A função da sequência é descrever para o público (e para a personagem de Renée Zewellger) os crimes que resultaram no encarceramento de algumas das mulheres daquele presídio, muito embora sejam contados através de um prisma bastante peculiar: com altas doses de sarcasmo, as prisioneiras se colocam como as verdadeiras vítimas dos delitos e atribuem a responsabilidade de seus crimes às posturas de seu ex-parceiros. Dessa forma, após relatar o péssimo hábito do marido de fazer e estourar bolas de chiclete enquanto masca, por exemplo, Liz (Susan Misner) conclui apontando as consequências: "Então eu peguei a espingarda na parede e disparei dois tiros de alerta... bem na cabeça dele". "Ele fez por merecer" é o que cada uma das mulheres faz questão de destacar durante o refrão; "Foi um assassinato, mas não um crime".

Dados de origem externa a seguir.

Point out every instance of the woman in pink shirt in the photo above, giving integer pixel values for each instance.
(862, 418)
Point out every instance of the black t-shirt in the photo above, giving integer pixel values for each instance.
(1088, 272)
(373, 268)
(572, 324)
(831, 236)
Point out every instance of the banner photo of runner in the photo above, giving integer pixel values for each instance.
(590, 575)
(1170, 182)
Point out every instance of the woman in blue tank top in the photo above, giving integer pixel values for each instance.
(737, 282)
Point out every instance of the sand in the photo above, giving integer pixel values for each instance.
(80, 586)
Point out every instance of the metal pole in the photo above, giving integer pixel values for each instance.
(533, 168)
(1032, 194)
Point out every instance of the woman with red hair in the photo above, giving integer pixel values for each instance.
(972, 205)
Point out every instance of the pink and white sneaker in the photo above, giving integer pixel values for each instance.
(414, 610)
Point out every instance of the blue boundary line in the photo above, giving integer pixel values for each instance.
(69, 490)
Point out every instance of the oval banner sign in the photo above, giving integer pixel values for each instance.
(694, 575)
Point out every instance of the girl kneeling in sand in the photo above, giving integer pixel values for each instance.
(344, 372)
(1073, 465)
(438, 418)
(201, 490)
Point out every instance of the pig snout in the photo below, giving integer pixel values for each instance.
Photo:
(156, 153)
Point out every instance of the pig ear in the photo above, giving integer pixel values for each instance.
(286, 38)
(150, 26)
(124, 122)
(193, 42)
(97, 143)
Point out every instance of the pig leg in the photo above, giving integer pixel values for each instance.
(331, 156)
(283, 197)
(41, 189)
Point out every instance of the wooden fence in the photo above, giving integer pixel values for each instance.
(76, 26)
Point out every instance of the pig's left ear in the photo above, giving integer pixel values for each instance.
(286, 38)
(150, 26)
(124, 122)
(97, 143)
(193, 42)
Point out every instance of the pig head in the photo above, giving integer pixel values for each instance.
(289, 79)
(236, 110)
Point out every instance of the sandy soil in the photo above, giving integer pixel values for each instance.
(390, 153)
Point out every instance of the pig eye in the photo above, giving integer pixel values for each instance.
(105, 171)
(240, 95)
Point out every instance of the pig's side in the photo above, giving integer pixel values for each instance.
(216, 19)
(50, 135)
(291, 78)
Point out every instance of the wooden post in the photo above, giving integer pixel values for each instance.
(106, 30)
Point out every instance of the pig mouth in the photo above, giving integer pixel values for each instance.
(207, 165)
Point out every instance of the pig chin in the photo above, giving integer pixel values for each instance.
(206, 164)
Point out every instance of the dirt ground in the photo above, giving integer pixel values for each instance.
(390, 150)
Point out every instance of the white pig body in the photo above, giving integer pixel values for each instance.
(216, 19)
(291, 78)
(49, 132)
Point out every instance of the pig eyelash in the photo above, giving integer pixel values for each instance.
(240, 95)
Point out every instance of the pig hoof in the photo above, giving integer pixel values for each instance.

A intensidade natural do tango, evidentemente, reflete a personalidade agressiva das mulheres e apenas contribui para o número, que também conta com coreografias e encenações inventivas: o uso de panos vermelhos para representar os ferimentos das vítimas, por exemplo, é uma ótima sacada (repare a intensa hemorragia que fica insinuada em um dos relatos). Além disso, a menção da inocência de uma das mulheres não só cria uma bem vindo contraponto aos demais casos, como também é deixada no ar para, posteriormente, ser usada para estabelecer um importante senso de urgência à narrativa.
Catherine Zeta-Jones - vencedora do Oscar pelo papel - surge como um destaque óbvio e consegue conferir, na medida certa, desdém ao relato de seu crime e furor à coreografia. O elo fraco, por outro lado, fica a cargo de Mýa Harrison: com uma voz vacilante que falha em transmitir a intensidade da descrição, a cantora esbanja artificialidade e inexpressividade e cria um buraco negro na metade final do número. Felizmente, as demais mulheres conseguem reassumir o controle do espetáculo em segundos e encerram a sequência com a eficácia que vinha sendo apresentada desde o início.